Essa tragédia ocorreu em 2015, quando houve ruptura da barragem de Fundão, em Minas Gerais. Milhões de metros cúbicos de rejeitos de minério foram lançados no Rio Doce. Um desastre que afetou diversas cidades ao longo do rio e chegou à foz, em Linhares, no Espírito Santo.

Perderam-se vidas humanas, contaminou-se o ecossistema da região com metais pesados. O que impactou a fauna, a flora e as ondas da praia de Regência, conhecidas mundialmente pela prática de surf.

Entende Vanessa Hasson que essa lei representa uma conquista para o ambientalismo ético, tão desprestigiado em nossa República. Serve como ferramenta pedagógica, para despertar a população e fazê-la ousar e assumir a defesa de entes inermes.

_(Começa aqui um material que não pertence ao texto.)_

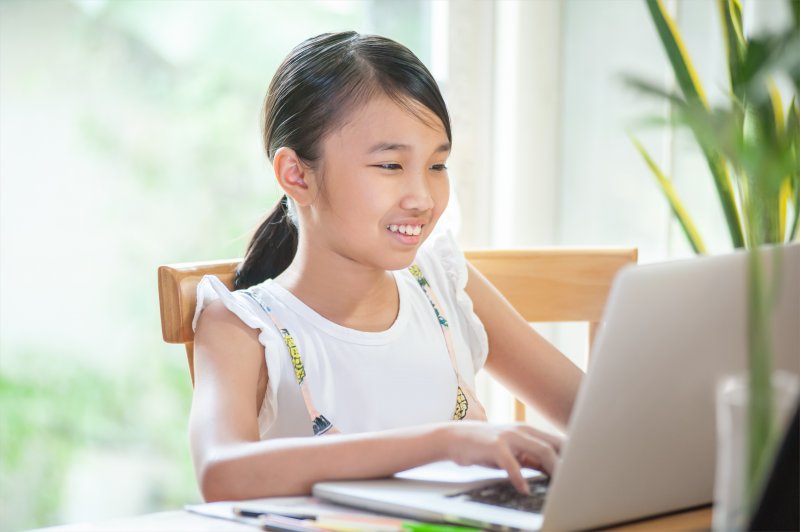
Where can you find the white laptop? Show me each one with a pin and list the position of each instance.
(642, 434)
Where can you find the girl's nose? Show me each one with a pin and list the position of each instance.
(418, 195)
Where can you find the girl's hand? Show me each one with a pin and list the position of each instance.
(508, 447)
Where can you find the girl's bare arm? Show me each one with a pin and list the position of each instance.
(527, 364)
(232, 463)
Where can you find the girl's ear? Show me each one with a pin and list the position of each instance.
(291, 174)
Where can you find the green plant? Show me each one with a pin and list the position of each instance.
(753, 155)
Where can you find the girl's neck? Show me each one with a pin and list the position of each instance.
(347, 293)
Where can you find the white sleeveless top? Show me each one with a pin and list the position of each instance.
(364, 381)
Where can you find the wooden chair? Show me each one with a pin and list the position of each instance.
(544, 285)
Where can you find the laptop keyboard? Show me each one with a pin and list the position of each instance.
(504, 494)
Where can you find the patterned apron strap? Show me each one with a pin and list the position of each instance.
(467, 404)
(319, 422)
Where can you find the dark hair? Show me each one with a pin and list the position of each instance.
(313, 90)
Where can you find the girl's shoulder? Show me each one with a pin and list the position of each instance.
(244, 304)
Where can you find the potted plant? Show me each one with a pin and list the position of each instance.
(752, 149)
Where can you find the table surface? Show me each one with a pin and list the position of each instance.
(696, 519)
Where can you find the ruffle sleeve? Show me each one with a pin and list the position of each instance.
(444, 249)
(247, 306)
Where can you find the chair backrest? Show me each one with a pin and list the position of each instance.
(544, 285)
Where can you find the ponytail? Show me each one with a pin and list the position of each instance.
(271, 250)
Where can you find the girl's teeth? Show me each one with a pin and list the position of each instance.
(410, 230)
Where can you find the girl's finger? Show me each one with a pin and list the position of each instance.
(507, 461)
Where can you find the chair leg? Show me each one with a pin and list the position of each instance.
(190, 359)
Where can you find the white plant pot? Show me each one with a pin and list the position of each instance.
(730, 507)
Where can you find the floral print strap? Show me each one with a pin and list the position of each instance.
(467, 405)
(320, 423)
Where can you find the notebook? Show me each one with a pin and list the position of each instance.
(642, 432)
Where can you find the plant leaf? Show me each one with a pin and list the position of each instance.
(694, 96)
(689, 229)
(685, 73)
(735, 44)
(793, 136)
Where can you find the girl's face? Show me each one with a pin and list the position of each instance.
(385, 184)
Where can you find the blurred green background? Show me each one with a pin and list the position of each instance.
(129, 138)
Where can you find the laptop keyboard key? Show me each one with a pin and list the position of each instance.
(505, 495)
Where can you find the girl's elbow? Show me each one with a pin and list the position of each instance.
(213, 479)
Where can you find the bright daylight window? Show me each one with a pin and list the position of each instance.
(130, 138)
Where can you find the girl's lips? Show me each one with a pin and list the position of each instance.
(405, 239)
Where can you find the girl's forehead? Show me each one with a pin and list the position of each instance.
(382, 116)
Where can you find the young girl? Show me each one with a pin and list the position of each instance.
(350, 348)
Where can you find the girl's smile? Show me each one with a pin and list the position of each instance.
(384, 184)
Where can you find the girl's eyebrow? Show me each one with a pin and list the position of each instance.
(393, 146)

Essenciais à sadia qualidade de vida e reiteradamente sacrificados por nossa ganância que, não por acaso, rima com ignorância.

Reconhecer-se parte de um complexo sistema existencial, em que tudo interfere com tudo, e que rompido um só dos elos dessa cadeia, o sistema todo pode perecer, é uma lição que a humanidade está demorando muito a assimilar. Nossa interdependência em relação à natureza é parte de nossa experiência vital. Desconhecê-la apressa o fim dos tempos, o encerramento da aventura dos chamados “racionais” sobre a superfície deste planeta espoliado, maltratado e desrespeitado de todas as formas.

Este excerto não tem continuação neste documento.